Article published in:From Text to Political Positions: Text analysis across disciplines
Edited by Bertie Kaal, Isa Maks and Annemarie van Elfrinkhof
[Discourse Approaches to Politics, Society and Culture 55] 2014
► pp. 93–116
Text to Ideology or Text to Party Status?
Graeme Hirst | Department of Computer Science, University of Toronto
Yaroslav Riabinin | Department of Computer Science, University of Toronto
Jory Graham | Department of Computer Science, University of Toronto
Magali Boizot-Roche | Department of Computer Science, University of Toronto
Colin Morris | Department of Computer Science, University of Toronto
Recent papers have used support-vector machines with word features to classify political texts by ideology.

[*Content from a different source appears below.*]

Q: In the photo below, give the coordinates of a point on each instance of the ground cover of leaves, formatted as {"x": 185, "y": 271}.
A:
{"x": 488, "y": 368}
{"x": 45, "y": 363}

Our own work on this topic led us to hypothesize that such classifiers are sensitive not to expressions of ideology but rather to expressions of attack and defense, opposition and government. We test this hypothesis by training on one set of parliamentary speeches and testing on another in which party roles have been interchanged, and we find that the performance of the classifier completely disintegrates. Moreover, some features that are indicative of each party ‘swap sides’ with the change of government. Our results suggest that the language of attack and defense, of government and opposition, will dominate and confound any sensitivity to ideology in these kinds of classifiers.